Occupational therapist and chair of Projects of Heart and Soul Linda Blyth was instrumental in seeing this project come to fruition.

“It’s been about five and a half years since we had the first conversation around having a non-denominational space for people to come to,” Linda explained.

“But it took three and a half years of development and fundraising before the first hole was even dug.

“I was asked to be a part of this wonderful project because of my OT connections but I also partly got involved because of my spirituality.

“St Augustine Uniting Church had a pop-up labyrinth they used every lent and that was how I walked my first labyrinth and loved the idea of it.

“The really profound thing is that when this was being designed it was being designed because a group of people felt they wanted to help people understand the preciousness of life and to slow down.

“In the midst of it being finished COVID happened and it got people thinking, ‘wow we really need a place like this’.”

Linda has spent a lot of her life travelling around the State, but for the past 21 years she has called Bunbury home.

“I call myself West Australian because I’ve grown up in Perth, but I’ve spent a lot of my life in the country,” she laughed.

“I’m very conscious that I have moved a lot in my lifetime.

“As children growing up we had to adapt quite frequently to shifting after three or four years because of my father’s job, but I learnt a lot from that.

“It’s also something that I encourage in my children, not looking at change as a bad thing, but as something to learn from.”

In 1986 Linda graduated from Curtin University and began her career as an occupational therapist.

A short while after she moved to Melbourne where she studied a graduate diploma in music therapy. In 2008 Linda won the OT Australia WA Recognition of Service Rural Award and in 2015 she won the South West Occupational Therapy Professional Development Group’s recognition of service award.

“I wanted to be an OT from a young age. I had done OT work experience with children with disabilities and it was something I felt very passionate about,” she said.

“Not a day goes by that I don’t love what I do. Being an OT is such an enabling profession.

“It’s such a well-designed university course that it changes the way you see things.

“A large amount of my work has been with chronic disease or palliative care patients, but the part I most enjoy is not even the progress you make with them, it’s seemingly that you’re making a difference in someone’s life.”

In later years Linda has worked in the area of childhood trauma with families and children at risk.

“It’s not about fixing something, it’s more about working with what they have got,” she said.

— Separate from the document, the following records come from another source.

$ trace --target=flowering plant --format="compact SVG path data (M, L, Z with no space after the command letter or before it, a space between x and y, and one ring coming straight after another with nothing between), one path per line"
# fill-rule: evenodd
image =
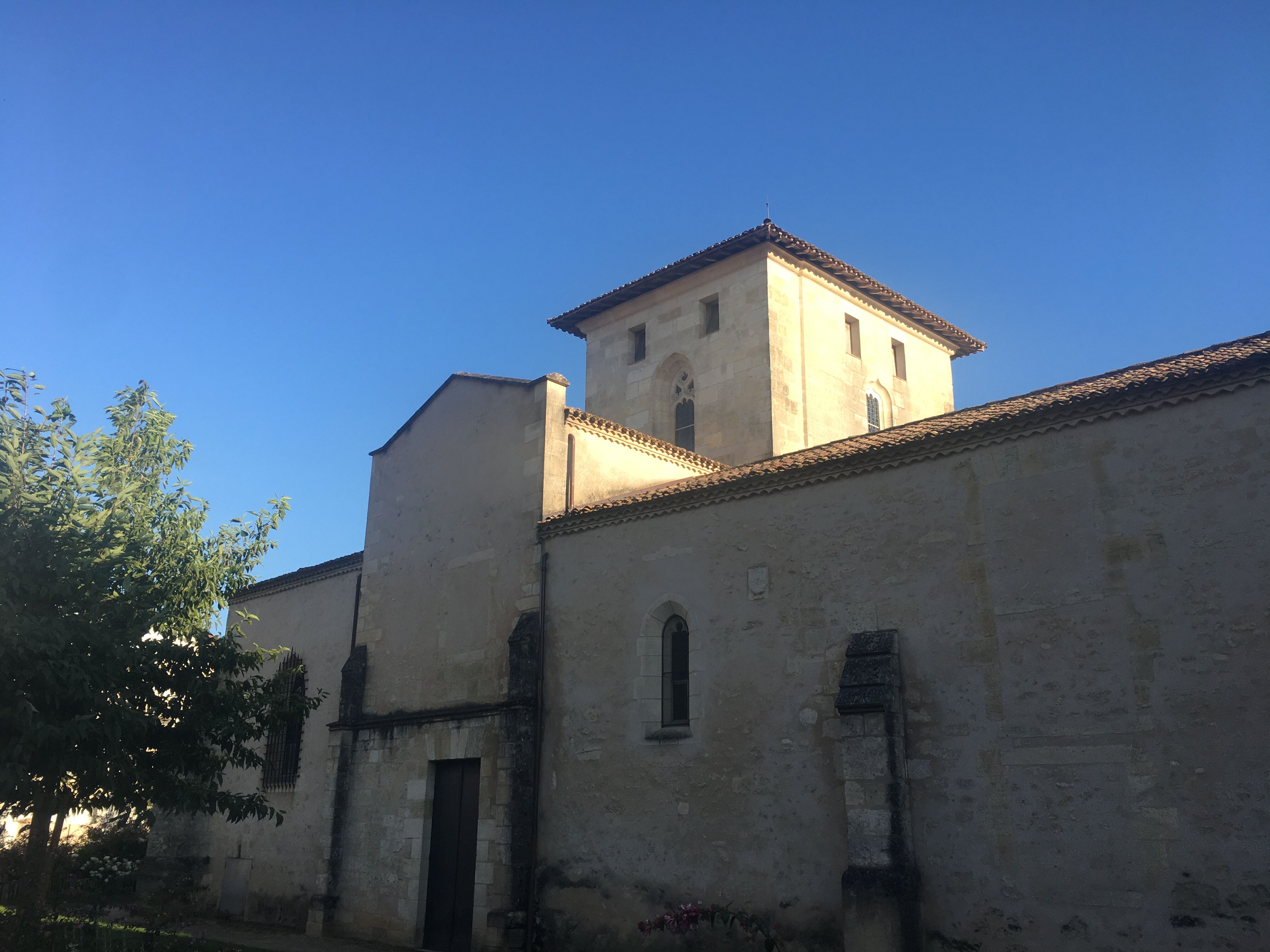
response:
M711 905L685 902L678 909L672 909L653 919L645 919L636 928L645 937L652 935L654 932L686 935L702 922L709 925L721 925L725 929L735 925L751 941L762 935L763 949L766 952L784 952L785 949L785 943L761 919L742 909L733 909L730 902L725 906L718 902Z
M110 886L116 885L119 880L136 876L137 869L140 868L140 859L119 859L110 856L94 856L89 857L84 862L84 866L80 867L80 872L84 876L88 876L93 885L100 887L102 890L109 890Z

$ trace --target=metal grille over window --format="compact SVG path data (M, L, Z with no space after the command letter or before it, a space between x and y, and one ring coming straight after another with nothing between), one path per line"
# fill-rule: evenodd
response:
M662 628L662 726L688 722L688 623L672 614Z
M701 302L701 324L704 334L714 334L719 330L719 298Z
M696 452L697 411L692 402L696 381L687 371L674 378L674 446Z
M300 655L291 652L278 665L279 671L290 671L282 691L292 697L305 694L305 669ZM260 786L264 790L291 790L296 786L300 773L300 732L304 729L302 713L296 715L283 725L269 729L264 741L264 777Z
M872 393L865 393L865 410L869 414L869 432L876 433L881 429L881 401Z

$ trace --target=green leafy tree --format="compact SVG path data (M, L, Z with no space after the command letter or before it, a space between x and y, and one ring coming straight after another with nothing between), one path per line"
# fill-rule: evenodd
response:
M291 671L265 673L284 649L245 646L251 616L212 633L287 499L204 533L208 504L177 479L193 447L145 381L88 434L65 400L36 406L41 388L4 372L0 391L0 812L32 814L33 909L69 811L282 823L224 776L259 767L269 729L321 701L293 693Z

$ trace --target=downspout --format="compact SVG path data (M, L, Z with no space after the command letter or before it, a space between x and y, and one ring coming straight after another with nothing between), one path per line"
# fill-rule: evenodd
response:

“Working in this industry has taught me the importance of your narrative.

“You have a story line and things can happen along the way, but how you interpret those things and what you make of them is the narrative you follow.”

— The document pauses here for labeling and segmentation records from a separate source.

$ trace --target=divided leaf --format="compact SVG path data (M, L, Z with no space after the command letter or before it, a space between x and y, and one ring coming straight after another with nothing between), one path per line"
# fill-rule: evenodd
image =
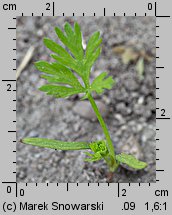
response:
M46 138L24 138L22 139L22 143L58 150L90 149L90 144L87 142L63 142Z
M108 155L108 149L107 149L105 140L90 143L90 149L94 153L92 154L89 152L85 152L85 154L90 157L90 158L86 158L85 161L88 161L88 162L98 161Z
M116 160L119 163L126 164L129 167L132 167L133 169L144 169L147 167L147 163L143 161L137 160L133 155L128 155L125 153L121 153L119 155L116 155Z
M91 90L96 91L98 94L101 94L104 89L110 90L115 81L112 76L107 77L107 75L107 72L102 72L99 76L97 76L91 84Z

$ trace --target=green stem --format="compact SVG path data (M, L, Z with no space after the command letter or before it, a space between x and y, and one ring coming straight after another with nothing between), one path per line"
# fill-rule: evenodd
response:
M107 144L107 148L109 151L109 157L110 157L110 162L108 161L108 159L106 159L106 162L109 165L110 171L113 172L118 167L118 164L117 164L116 159L115 159L115 149L114 149L109 131L107 129L107 126L106 126L106 124L105 124L105 122L104 122L104 120L103 120L103 118L99 112L99 109L98 109L91 93L88 93L88 99L91 103L91 106L92 106L92 108L93 108L93 110L97 116L97 119L99 120L99 123L100 123L102 130L104 132L104 135L106 137L106 144Z

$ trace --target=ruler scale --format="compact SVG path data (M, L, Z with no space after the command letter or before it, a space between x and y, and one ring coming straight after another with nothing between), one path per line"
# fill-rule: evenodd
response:
M0 3L1 214L170 214L171 1L31 2ZM156 17L156 183L16 183L17 16Z

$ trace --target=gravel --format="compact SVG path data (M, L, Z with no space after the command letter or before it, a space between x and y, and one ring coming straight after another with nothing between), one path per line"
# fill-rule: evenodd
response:
M109 182L106 164L84 162L83 151L55 151L19 142L23 137L64 141L93 141L104 137L88 102L80 101L80 96L54 99L38 90L45 81L33 62L52 61L42 39L50 37L58 41L54 27L62 27L65 21L71 24L77 21L81 25L84 43L90 34L100 30L102 54L93 67L91 80L100 72L108 71L117 83L112 90L94 97L116 152L120 153L129 144L129 152L134 148L148 163L142 171L120 167L110 182L155 182L155 56L145 64L144 79L140 80L135 65L124 65L113 52L118 44L132 43L154 53L154 17L17 17L17 66L31 45L36 48L17 81L17 182Z

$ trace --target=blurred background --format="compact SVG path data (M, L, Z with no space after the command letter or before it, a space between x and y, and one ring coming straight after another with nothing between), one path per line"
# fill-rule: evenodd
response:
M103 38L102 54L91 81L108 71L116 85L94 95L116 152L134 154L148 163L142 171L125 166L109 179L103 161L86 163L84 151L55 151L21 144L24 137L64 141L102 139L103 132L87 101L80 96L55 99L38 87L46 83L33 63L53 61L43 38L56 42L54 27L77 21L83 47L95 31ZM17 182L155 182L156 74L154 17L18 17L17 18ZM24 66L21 68L23 59Z

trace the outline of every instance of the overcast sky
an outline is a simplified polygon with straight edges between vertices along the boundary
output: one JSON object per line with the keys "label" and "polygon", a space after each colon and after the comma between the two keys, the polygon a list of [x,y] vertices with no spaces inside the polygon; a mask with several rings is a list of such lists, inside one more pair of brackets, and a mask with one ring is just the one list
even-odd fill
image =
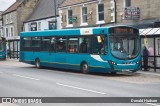
{"label": "overcast sky", "polygon": [[16,0],[0,0],[0,11],[5,11],[10,7]]}

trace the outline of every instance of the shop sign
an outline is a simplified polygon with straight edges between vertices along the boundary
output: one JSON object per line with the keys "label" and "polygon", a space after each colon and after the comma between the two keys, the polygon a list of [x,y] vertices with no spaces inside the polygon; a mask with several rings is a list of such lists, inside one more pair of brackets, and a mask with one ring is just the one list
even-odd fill
{"label": "shop sign", "polygon": [[124,8],[124,19],[126,20],[140,19],[140,8],[139,7],[125,7]]}

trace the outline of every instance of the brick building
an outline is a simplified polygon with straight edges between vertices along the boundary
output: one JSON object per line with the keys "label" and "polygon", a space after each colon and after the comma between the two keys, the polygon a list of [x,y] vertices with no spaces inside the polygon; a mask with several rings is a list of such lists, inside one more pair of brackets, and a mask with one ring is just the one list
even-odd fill
{"label": "brick building", "polygon": [[[62,28],[159,21],[159,0],[65,0],[59,7]],[[131,14],[126,11],[135,11]],[[128,16],[127,16],[128,14]],[[142,26],[142,25],[141,25]]]}
{"label": "brick building", "polygon": [[19,39],[23,21],[32,13],[37,2],[38,0],[16,0],[3,12],[3,32],[7,40]]}

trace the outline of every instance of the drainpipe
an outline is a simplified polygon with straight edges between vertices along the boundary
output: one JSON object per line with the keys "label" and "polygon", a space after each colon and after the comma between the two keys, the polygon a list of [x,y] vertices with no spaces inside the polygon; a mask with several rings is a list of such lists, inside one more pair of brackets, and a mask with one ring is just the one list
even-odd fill
{"label": "drainpipe", "polygon": [[116,7],[117,3],[116,3],[116,0],[113,0],[113,1],[114,1],[114,7],[115,7],[115,10],[114,10],[114,12],[115,12],[115,22],[114,23],[116,24],[117,23],[117,12],[116,12],[117,11],[117,7]]}

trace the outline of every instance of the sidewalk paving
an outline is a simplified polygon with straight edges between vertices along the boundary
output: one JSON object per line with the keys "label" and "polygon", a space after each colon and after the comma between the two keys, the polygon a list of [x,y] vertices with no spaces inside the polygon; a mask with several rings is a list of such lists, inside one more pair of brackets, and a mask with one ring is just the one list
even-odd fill
{"label": "sidewalk paving", "polygon": [[[10,61],[10,62],[19,62],[19,59],[7,59],[6,61]],[[149,69],[149,71],[137,71],[137,73],[141,73],[141,74],[151,74],[151,75],[158,75],[160,76],[160,69],[156,69],[156,72],[154,71],[154,69]]]}

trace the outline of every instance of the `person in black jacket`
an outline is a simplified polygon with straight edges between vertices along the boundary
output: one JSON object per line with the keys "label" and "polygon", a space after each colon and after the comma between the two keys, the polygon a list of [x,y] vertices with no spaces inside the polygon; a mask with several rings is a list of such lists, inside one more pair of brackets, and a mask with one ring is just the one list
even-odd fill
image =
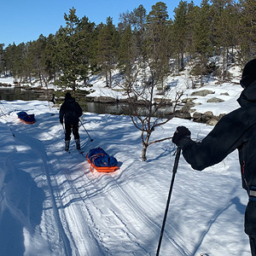
{"label": "person in black jacket", "polygon": [[65,150],[69,148],[71,131],[73,131],[77,149],[80,150],[80,137],[79,133],[79,117],[83,111],[80,105],[71,96],[69,92],[66,93],[65,101],[60,109],[60,123],[63,125],[65,119]]}
{"label": "person in black jacket", "polygon": [[244,88],[237,100],[241,108],[224,116],[201,143],[192,141],[184,126],[177,128],[172,142],[192,168],[199,171],[238,149],[242,187],[249,197],[244,228],[252,255],[256,256],[256,59],[246,64],[240,84]]}

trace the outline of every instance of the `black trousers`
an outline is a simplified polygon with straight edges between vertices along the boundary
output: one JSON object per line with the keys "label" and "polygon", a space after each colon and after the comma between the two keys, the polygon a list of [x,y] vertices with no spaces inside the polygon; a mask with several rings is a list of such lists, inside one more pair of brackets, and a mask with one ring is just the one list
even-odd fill
{"label": "black trousers", "polygon": [[253,236],[249,236],[250,239],[250,247],[252,256],[256,256],[256,245],[255,245],[255,238]]}
{"label": "black trousers", "polygon": [[65,141],[70,141],[71,131],[73,132],[75,140],[80,137],[79,133],[79,124],[78,125],[65,124]]}
{"label": "black trousers", "polygon": [[249,236],[252,256],[256,256],[256,201],[249,201],[245,212],[245,232]]}

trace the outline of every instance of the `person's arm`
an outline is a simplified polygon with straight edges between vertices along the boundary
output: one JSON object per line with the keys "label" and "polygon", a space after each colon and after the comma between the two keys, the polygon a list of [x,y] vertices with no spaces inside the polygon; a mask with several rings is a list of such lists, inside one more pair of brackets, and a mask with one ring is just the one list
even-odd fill
{"label": "person's arm", "polygon": [[183,155],[193,169],[201,171],[222,161],[242,143],[242,135],[248,127],[239,112],[221,119],[214,129],[201,142],[183,137],[178,143]]}

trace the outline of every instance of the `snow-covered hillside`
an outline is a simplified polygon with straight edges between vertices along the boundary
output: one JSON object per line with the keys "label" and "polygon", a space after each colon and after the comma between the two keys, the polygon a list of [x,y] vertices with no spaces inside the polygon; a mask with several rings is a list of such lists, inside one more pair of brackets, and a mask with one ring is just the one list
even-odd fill
{"label": "snow-covered hillside", "polygon": [[[230,83],[207,79],[203,88],[188,87],[188,74],[170,78],[184,97],[207,89],[223,102],[197,96],[200,113],[227,113],[236,108],[241,75],[232,67]],[[12,84],[11,79],[0,82]],[[121,98],[91,78],[94,96]],[[175,84],[175,86],[173,85]],[[173,86],[172,86],[173,85]],[[27,125],[17,113],[34,113]],[[64,133],[57,108],[47,102],[1,101],[0,105],[0,255],[124,256],[155,255],[168,196],[176,147],[171,141],[150,145],[141,160],[140,132],[127,116],[84,113],[79,154],[71,141],[64,151]],[[185,125],[195,139],[212,126],[173,119],[157,128],[152,139],[172,137]],[[86,153],[102,147],[119,161],[113,173],[91,172]],[[247,195],[241,186],[237,152],[203,172],[194,171],[181,156],[163,236],[161,256],[249,256],[243,232]]]}
{"label": "snow-covered hillside", "polygon": [[[102,147],[119,166],[111,174],[91,172],[73,140],[71,154],[63,150],[57,108],[2,101],[1,110],[1,255],[155,255],[175,158],[171,141],[150,146],[143,162],[129,117],[87,113],[94,141],[80,129],[84,154]],[[36,123],[19,120],[20,110],[35,113]],[[153,137],[172,136],[180,125],[199,138],[212,128],[174,119]],[[247,201],[236,152],[204,172],[181,157],[160,255],[249,256]]]}

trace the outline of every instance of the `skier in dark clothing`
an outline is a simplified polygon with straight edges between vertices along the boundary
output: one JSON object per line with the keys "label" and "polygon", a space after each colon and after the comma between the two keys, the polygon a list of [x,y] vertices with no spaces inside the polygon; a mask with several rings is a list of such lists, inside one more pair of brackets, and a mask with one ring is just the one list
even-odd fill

After 35 years in the industry, Linda is now trying to trim back on her work and focus more on herself.

“I started going to art lessons at Red Mill and art has quickly become more of my leisure in recent times,” she said.

“I have also been getting together with friends just to sing as well, which has been nice.

“I’m still passionate about what I do but I want to establish having days for myself and am working on getting my mind to do less and focus on the now, slowing things down and being in the moment.”